13. D’une part, il ressort des pièces du dossier, et notamment de la note des services de renseignement produite par le ministre de l’intérieur que les investigations menées dans le cadre d’un signalement sur la plateforme Pharos le 27 septembre 2023 concernant l’activité numérique d’un compte Tiktok sur lequel des vidéos de propagande djihadiste et d’articles issus de Al-Naba, revue de Daech, ont permis de révéler que M. A F en était l’utilisateur. En outre, deux autres comptes Tiktok, lui appartenant ont également fait l’objet d’un signalement sur la même plateforme en 2023 et 2024, comptes sur lesquels il a partagé du contenu pro-djihadiste et a approuvé des discours diffusés par Daech. Le 11 septembre 2024, une enquête préliminaire pour apologie publique d’un acte de terrorisme au moyen d’un service de communication au public en ligne a été diligentée ; les investigations ont permis de révéler sa volonté de rejoindre des zones où Daech est implanté. L’interessé a ainsi exprimé auprès de plusieurs interlocuteurs, sa volonté de se rendre au Sham, en Irak ou encore au Sahel afin d’y effectuer la hljra, ne souhaitant pas rester « dans une terre de kouffars ». Enfin, au cours de sa garde à vue, il a indiqué ne pas être contre la charia et a reconnu s’être renseigné, au cours d’une discussion avec un individu sur le réseau social X, sur les groupes armés dans « n’importe quel pays » .
14. D’autre part, il ressort des mêmes pièces que le 24 septembre 2023, l’intéressé a, sur son premier compte Tiktok mis en photographie de profil une image extraite d’une vidéo de Daech et a publié une vidéo de propagande dans laquelle est célébrée la capture de vingt-et-un chrétiens égyptiens en Libye. Sur son deuxième compte Tiktok, identifié par une image de profil représentant la couverture de Daqib ancienne revue de propagande de Daech, il a publié, le 18 décembre 2023 une vidéo glorifiant les djihadistes français et les actes terroristes commis en France. Les 15 et 21 mars 2024, sur son troisième compte Tiktok, il a publié une photographie de plusieurs voitures destinées aux attaques kamikazes avec la mention « baqiyah wa tamadad » signifiant « il reste et s’étendra », en référence à Daech et une série de photographies, sur fond d’anasheed, et accompagnée de hastags iïdawla, iïnasheed, ftdawlatuislam. L’exploitation des supports saisis lors de la perquisition de son domicile menée le 22 octobre 2024, a confirmé l’adhésion de l’intéressé aux thèses pro-djihadistes eu égard aux nombreux contenus à caractère pro-djihadiste tels que des anasheeds, des photographies et vidéos de propagande et de combats de Daech, et aux recherches internet de l’intéressé sur les groupes terroristes.

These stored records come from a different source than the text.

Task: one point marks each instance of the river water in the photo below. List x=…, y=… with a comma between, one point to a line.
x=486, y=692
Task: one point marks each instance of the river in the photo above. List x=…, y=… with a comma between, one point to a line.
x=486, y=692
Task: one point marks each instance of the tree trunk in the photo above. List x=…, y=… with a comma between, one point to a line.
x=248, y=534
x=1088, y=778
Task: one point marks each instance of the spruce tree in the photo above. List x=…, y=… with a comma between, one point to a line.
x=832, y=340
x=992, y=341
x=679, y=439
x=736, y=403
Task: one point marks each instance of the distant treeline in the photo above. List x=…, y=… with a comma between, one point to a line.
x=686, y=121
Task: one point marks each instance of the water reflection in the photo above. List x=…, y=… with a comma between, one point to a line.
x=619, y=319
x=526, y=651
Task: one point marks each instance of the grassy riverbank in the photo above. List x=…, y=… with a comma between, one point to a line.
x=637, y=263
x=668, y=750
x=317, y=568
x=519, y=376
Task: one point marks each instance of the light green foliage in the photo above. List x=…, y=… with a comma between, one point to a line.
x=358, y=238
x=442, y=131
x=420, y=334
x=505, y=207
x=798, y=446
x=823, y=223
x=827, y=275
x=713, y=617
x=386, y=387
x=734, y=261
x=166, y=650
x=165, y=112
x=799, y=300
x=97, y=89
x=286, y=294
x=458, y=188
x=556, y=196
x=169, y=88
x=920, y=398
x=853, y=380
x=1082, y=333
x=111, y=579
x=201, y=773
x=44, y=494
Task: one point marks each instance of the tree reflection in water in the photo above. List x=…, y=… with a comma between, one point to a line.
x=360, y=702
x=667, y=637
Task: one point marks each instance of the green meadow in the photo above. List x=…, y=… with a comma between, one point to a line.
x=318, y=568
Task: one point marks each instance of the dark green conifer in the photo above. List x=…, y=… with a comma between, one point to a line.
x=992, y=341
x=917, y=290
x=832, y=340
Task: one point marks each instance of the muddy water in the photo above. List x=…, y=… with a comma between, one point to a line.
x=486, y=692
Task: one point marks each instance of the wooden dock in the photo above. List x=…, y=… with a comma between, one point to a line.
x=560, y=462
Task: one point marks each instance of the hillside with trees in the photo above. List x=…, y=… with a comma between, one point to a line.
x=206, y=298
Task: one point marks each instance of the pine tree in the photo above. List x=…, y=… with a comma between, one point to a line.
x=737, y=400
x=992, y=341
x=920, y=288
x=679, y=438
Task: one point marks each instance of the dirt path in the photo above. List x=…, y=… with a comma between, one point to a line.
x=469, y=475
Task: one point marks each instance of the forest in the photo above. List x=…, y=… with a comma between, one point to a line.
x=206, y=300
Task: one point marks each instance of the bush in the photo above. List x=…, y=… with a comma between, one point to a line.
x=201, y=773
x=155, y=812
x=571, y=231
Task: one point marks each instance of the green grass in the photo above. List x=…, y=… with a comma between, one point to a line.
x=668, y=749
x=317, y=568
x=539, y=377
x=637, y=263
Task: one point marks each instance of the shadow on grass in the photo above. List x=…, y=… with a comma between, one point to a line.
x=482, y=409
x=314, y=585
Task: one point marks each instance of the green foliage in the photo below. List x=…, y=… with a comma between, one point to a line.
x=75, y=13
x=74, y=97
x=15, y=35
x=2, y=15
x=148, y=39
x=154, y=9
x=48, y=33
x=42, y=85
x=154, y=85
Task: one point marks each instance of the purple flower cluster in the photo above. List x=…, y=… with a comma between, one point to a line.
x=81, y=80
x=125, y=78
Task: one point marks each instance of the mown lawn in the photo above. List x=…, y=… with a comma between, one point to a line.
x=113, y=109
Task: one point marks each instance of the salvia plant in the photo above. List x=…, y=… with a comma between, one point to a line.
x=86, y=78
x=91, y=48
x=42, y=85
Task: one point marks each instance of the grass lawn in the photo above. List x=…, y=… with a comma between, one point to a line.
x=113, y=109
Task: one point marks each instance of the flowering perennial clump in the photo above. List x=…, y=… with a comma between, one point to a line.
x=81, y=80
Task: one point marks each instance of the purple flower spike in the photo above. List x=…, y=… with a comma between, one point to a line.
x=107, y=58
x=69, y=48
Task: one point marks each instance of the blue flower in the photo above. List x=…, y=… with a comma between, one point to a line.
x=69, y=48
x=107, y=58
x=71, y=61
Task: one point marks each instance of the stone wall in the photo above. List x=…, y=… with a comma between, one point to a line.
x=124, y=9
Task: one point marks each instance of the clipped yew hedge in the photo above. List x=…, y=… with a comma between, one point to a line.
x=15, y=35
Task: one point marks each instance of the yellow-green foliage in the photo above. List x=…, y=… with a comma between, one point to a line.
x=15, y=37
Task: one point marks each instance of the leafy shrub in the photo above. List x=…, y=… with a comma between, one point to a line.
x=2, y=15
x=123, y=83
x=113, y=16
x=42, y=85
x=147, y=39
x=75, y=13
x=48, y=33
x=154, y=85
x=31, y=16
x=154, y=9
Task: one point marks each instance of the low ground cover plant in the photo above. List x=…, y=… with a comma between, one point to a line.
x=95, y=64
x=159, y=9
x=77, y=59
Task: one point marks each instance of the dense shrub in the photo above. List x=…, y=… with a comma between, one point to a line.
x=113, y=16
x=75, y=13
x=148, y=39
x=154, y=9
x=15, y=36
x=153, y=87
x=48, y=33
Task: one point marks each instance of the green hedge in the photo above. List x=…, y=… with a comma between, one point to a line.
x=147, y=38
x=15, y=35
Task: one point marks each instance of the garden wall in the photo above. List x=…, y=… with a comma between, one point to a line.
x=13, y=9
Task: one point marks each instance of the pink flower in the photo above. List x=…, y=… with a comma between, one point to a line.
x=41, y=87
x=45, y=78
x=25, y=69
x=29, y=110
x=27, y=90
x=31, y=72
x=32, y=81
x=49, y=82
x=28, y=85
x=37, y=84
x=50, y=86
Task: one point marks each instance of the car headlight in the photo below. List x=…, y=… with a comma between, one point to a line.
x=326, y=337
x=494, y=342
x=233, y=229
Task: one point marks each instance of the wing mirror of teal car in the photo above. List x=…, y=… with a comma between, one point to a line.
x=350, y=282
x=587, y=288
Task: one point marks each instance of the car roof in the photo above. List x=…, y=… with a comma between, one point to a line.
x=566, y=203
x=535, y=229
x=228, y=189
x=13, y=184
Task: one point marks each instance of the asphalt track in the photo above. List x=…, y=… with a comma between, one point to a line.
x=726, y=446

15. En premier lieu, le requérant soutient que l’arrêté attaqué est entaché d’une « motivation défaillante » en relevant, d’une part, que la seconde garde à vue dont il a fait l’objet depuis le mois d’octobre 2024, a été clôturée le 5 mai 2025, alors que l’arrêté ministériel est daté du 30 avril 2025. Toutefois, le ministre pouvait décider de prendre la mesure contestée sans attendre de tirer les conséquences de l’évolution des déclarations du requérant au cours de sa garde à vue, intervenue postérieurement et sur lesquelles il n’est en tout état de cause apporté aucune précision. D’autre part, s’il est soutenu que l’intéressé est mineur et que ses présumées consultations de contenus à caractère terroriste proviennent de réseaux sociaux tels que Tiktok ou Twitter, que le simple fait d’avoir consulté ce type de contenu ne fait pas de lui un futur terroriste, ces seules allégations ne sont pas de nature alors qu’il a été renvoyé à l’audience du tribunal pour enfants de B du 16 juin 2025 pour apologie du terrorisme, à remettre en cause la première condition posée par l’article L. 228-1 du code de la sécurité intérieure, dès lors que son comportement est de nature à constituer une menace d’une particulière gravité pour la sécurité et l’ordre publics, ni la seconde condition tenant au fait qu’il avait apporté son soutien à la diffusion ou à l’adhésion à des thèses incitant à la commission d’actes de terrorisme ou faisant l’apologie de tels actes. Il s’ensuit que, contrairement à ce que soutient la requérante, le ministre n’était pas tenu de poursuivre les investigations avant de prendre à son encontre l’arrêté contesté. Par suite le moyen doit être écarté.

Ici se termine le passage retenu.